BAB VII

3 0 0
                                    


16.43

Aku berjalan di depan pelataran rumahku, beberapa tanaman hias tergantung indah di setiap sisi halaman rumahku. Ada air mancur kecil yang berada di pojokan halaman. Hari mulai gelap, dan aku baru saja pulang ke rumah. Sedari tadi aku sudah mempersiapkan mentalku. Ya, aku tau setelah ini aku akan diceramahi mama ku habis habisan.

"Mata pulang." Kataku riang seperti biasa. Tapi tidak ada sahutan dari mama. "Mama..."

Sepi tak ada sahutan suara mama. Apa mama mau mengerjaiku? Tapi mama tidak pernah mau repot repot menjahili ku seperti ini. Saat sedang bingung bingungnya, terdengar suara yang menyahut panggilan ku tadi.

"non Mata udah pulang ya..."

Seorang perempuan berjalan mendekatiku, tubuhnya tidak setinggi aku. Kulitnya gelap, rambutnya hilam panjang di kucir rapi. Dia berjalan dari arah dapur, bahkan celemek masih terhias di depannya. Namanya Mbak Neni, butuh beberapa detik untuk mengenalinya kembali. Keluarga kami dulu memang punya asisten rumah tangga, tapi itu sudah lama sekali.
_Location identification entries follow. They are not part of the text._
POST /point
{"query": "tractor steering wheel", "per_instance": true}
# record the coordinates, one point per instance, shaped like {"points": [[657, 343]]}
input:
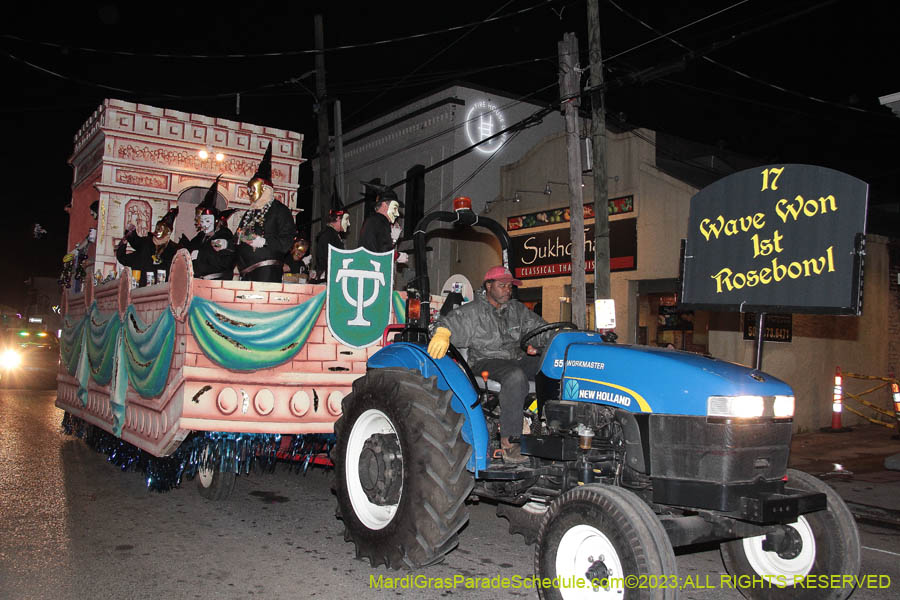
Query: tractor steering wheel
{"points": [[523, 341]]}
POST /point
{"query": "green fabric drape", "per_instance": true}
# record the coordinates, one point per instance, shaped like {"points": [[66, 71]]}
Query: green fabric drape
{"points": [[103, 348], [102, 332], [243, 340]]}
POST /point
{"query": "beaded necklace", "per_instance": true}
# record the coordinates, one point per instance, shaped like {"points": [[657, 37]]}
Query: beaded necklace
{"points": [[254, 219]]}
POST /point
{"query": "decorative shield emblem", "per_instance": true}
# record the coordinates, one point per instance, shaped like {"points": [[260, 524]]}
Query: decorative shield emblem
{"points": [[359, 295]]}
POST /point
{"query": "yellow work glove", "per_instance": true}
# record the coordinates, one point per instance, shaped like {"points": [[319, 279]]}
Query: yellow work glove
{"points": [[439, 344]]}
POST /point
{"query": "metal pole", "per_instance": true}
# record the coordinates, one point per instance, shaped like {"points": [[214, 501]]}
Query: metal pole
{"points": [[338, 149], [760, 327], [570, 99], [598, 142], [322, 103]]}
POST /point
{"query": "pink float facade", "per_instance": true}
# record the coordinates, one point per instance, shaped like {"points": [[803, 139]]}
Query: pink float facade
{"points": [[138, 161], [300, 396]]}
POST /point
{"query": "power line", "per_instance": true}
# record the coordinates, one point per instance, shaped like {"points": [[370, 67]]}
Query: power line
{"points": [[676, 30], [429, 61], [103, 86], [745, 75], [311, 51]]}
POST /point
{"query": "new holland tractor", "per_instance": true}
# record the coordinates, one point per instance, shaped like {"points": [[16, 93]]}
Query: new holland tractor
{"points": [[633, 451]]}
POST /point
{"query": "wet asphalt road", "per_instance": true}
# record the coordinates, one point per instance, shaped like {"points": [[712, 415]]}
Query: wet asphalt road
{"points": [[74, 526]]}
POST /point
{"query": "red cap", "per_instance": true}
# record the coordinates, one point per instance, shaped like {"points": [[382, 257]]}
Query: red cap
{"points": [[501, 274]]}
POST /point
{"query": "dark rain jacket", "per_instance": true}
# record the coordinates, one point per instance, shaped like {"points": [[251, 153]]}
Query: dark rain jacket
{"points": [[490, 332]]}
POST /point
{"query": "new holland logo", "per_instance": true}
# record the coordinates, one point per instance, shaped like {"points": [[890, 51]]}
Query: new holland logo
{"points": [[359, 295], [571, 390]]}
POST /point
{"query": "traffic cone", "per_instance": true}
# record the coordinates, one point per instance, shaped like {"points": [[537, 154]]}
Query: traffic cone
{"points": [[837, 405], [895, 397]]}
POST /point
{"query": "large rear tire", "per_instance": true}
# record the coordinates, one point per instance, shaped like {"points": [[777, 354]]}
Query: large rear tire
{"points": [[600, 532], [827, 545], [401, 472]]}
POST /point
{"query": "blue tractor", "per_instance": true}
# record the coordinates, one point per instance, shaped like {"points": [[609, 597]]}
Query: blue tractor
{"points": [[633, 451]]}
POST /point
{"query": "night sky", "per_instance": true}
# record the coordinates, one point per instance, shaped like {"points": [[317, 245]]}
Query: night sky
{"points": [[831, 61]]}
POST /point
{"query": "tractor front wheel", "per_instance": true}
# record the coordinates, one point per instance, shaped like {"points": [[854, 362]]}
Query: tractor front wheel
{"points": [[401, 471]]}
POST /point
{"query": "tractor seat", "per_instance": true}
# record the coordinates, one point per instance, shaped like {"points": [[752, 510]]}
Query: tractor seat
{"points": [[492, 385]]}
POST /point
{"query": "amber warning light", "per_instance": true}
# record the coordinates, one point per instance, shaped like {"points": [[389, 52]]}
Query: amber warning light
{"points": [[462, 203]]}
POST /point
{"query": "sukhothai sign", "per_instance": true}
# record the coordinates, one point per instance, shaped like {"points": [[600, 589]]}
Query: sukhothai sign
{"points": [[549, 253], [617, 206], [782, 238]]}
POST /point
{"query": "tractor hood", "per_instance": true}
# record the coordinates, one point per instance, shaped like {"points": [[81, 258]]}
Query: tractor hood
{"points": [[644, 379]]}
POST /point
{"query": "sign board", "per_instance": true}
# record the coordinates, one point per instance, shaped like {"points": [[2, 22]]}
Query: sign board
{"points": [[617, 206], [781, 238], [549, 253]]}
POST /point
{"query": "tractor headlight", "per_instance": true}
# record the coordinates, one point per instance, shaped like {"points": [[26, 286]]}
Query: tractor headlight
{"points": [[10, 359], [741, 407], [783, 407], [750, 407]]}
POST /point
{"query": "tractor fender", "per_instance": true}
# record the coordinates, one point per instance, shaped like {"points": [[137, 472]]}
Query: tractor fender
{"points": [[449, 377]]}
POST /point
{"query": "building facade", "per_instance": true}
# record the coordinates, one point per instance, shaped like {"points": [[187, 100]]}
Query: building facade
{"points": [[525, 188], [428, 132]]}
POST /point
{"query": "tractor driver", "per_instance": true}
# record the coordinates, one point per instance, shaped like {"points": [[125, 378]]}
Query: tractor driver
{"points": [[490, 327]]}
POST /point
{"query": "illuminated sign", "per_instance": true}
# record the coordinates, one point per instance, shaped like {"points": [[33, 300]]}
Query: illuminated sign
{"points": [[549, 253], [482, 121]]}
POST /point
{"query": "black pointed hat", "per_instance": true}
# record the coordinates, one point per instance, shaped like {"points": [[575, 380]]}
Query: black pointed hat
{"points": [[168, 219], [225, 215], [208, 205], [383, 193], [264, 170]]}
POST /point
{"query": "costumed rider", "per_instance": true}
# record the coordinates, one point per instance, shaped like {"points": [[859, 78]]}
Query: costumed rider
{"points": [[376, 234], [490, 327], [266, 231], [152, 252], [298, 259], [212, 249], [337, 222]]}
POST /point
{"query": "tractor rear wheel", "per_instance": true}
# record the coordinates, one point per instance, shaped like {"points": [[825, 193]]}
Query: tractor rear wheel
{"points": [[401, 471], [821, 543]]}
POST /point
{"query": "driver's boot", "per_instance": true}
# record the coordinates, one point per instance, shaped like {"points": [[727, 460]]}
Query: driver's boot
{"points": [[511, 453]]}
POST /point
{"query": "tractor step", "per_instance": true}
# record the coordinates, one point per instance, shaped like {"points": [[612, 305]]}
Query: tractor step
{"points": [[499, 470]]}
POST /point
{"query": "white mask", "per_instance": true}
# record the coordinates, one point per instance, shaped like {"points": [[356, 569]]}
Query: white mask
{"points": [[207, 223], [393, 211]]}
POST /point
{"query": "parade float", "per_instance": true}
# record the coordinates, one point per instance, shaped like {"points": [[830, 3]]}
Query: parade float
{"points": [[192, 374], [213, 375]]}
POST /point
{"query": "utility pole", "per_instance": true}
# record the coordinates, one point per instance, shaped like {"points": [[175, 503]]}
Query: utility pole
{"points": [[338, 148], [569, 100], [598, 142], [322, 102]]}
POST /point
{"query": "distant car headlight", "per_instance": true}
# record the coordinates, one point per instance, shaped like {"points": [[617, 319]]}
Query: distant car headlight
{"points": [[741, 407], [10, 359]]}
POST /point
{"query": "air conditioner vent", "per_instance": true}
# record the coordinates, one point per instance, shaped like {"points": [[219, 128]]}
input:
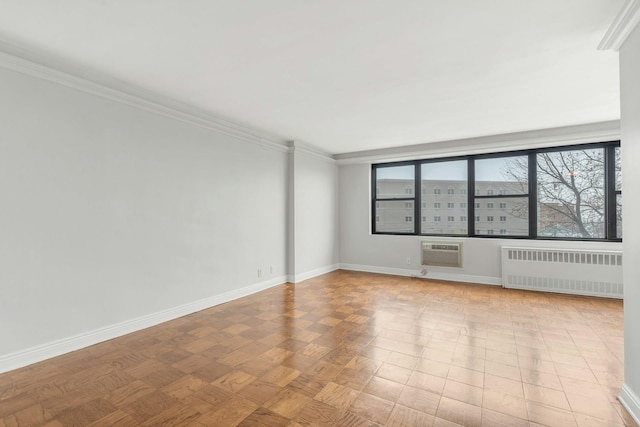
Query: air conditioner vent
{"points": [[441, 254]]}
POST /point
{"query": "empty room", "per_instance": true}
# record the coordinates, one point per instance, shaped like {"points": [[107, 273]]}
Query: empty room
{"points": [[308, 213]]}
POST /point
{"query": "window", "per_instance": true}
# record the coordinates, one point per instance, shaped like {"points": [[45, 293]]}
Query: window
{"points": [[393, 189], [444, 174], [572, 192], [511, 174]]}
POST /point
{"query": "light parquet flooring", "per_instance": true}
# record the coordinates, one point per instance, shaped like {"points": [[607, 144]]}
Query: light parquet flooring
{"points": [[345, 349]]}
Sejak aku naik ke kelas lima SD, mbak Neni sudah tidak bekerja di rumahku lagi. Tapi entah mengapa dia kembali bekerja disini, setelah sekian lama di istirahatkan oleh orang tuaku. Ahh, mungkin mama memutuskan untuk memperkerjakan mbak Neni lagi.

"eh non Mata malah bengong, udah bebersih dulu sana. Bibi udah siapin makan malam kesukaan non." Kata mbak Neni sambil berlagak mendorong tubuhku menuju tangga naik ke lantai atas.

Aku masih punya banyak pertanyaan yang hendak ku sampaikan padanya. Tapi mungkin mbak Neni benar juga, saat makan malam nanti aku akan punya waktu lebih banyak. Sesampainya di kamar, aku segera bergegas ke kamar mandi. Aku sudah tak sabar bertanya pada mbak Neni.

Tak butuh waktu lama, sekitar tiga puluh menit. Aku sudah selesai dengan segala urusan kamar mandi. Dan kini aku sudah duduk manis di depan meja makan. Mbak Neni pun sudah menyediakan makan malam di atas meja makan. Ada nasi goreng favoritku dan juga telur mata sapi menghiasi atasnya.

"mbak." Panggilku seraya menepuk bahu Mbak Neni pelan.

"eh iya, kenapa non?" Tanya Mbak Neni

"Mama kemana?" tanyaku to the point.

"oh, ibu. Ibu nyusul bapak ke Singapura non, katanya Mbak suruh njagain non Mata selama Ibu di Singapura." Kata mbak Neni yang tengah berdiri membawa tudung saji.

"oh... ke Singapura ya."

"iya non." Ucap Mbak Neni dengan wajah ramah. "Tapi jangan salah lho non."

"salah kenapa Bi?"

"dulu Bibi nggak galak sama non. Tapi berhubung non Mata udah gede, sekarang mau bibi galakin."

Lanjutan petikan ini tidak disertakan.